Sunday opened with Trinidad via Canada in the form of Kobo Town, just the sort of thing to wake everybody up in the sunshine, ideal Caribbean vibes. Ibibio Sound Machine added a flavour of Nigeria to the proceedings. Their set got the crowd up and dancing with their African melodies and really put the smiles on people’s faces. The Easy Star All Stars did the whole of Dub Side of the Moon, a bit of a coup for the festival if you ask me, and Peace played before Sunday headliners, the ever reliable Maximo Park. The Big Top suffered from a couple of late pull outs, Ella Eyre and the Fat White Family couldn’t perform due to illness. Nothing the organisers could do but it did leave the programme delayed by a couple of hours while everybody moved up. The highlight for me was Young Fathers, fairly extraordinary performance, unique hip hop mashed with lots and lots of noise. Grandmaster Flash closed the tent with a full DJ set, quality from a bit of a legend.
The theme for the weekend was Lost in Latin American and this was picked up by other areas with Chilean singing and percussion workshops, Tango classes and other themed events. The Extreme Garnishing Workshop was even offering to sell me Angostura bitters made from Arthur Conan-Doyle’s sweat, apparently this is really for sale in London. They suck the moisture out of walls to do this, remarkable.
The food vendors had a fantastic range of meals all reasonably priced. The beer was supplied by Meantime brewery with prices from £4.70 a pint, although the only cider on offer was Savannah at £3.70 for a 330 ml can.
As well as a good spread of musical genres, punters could enjoy Mexican wrestling training from Lucha Brittannia and a show daily for their professionals to demonstrate how it is really done. It was good fun without being serious at any stage.
You could also enjoy a dip in the heated swimming pool with a DJ to accompany you in the Groove Garden or maybe you have always fancied a turn on a trapeze. Well you could have a try or have a training session on a full size rig, which was popular all weekend. A regular Standon event is the Sunday dog show. A crazy, chaotic show of numerous classes and rosettes that the crowd really enjoyed.
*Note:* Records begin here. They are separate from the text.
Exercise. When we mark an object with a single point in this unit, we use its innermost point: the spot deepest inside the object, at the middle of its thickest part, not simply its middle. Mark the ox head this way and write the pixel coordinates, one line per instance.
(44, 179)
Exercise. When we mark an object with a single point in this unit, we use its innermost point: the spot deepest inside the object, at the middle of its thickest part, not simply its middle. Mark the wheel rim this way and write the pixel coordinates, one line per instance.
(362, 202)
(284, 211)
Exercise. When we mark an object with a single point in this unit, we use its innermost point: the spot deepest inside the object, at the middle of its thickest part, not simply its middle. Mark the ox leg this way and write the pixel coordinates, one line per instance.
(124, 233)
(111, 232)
It is odd to be able to bring your dog to a festival but that is what Standon does.The family area had activities and games for the kids, it was well attended all weekend and seemed to be really popular with the parents.
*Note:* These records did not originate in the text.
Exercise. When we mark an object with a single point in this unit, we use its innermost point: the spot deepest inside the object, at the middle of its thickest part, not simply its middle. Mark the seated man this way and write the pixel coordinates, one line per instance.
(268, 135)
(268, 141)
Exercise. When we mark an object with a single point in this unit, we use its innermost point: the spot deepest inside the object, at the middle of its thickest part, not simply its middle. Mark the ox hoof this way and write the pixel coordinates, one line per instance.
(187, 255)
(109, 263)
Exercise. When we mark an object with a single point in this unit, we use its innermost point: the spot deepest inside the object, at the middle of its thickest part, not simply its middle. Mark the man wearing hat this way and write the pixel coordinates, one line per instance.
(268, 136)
The festival has the best toilets I have encountered, vast majority porcelain flushing just like at home, no real queues even for the ladies, and usually clean with paper. For those with a phobia of the tardis, this may be your festival.
Standon is a good sized, very family friendly event, well organised and still with a party in the garden feel, something that the organisers seem keen to keep doing. It is after all a party in their garden.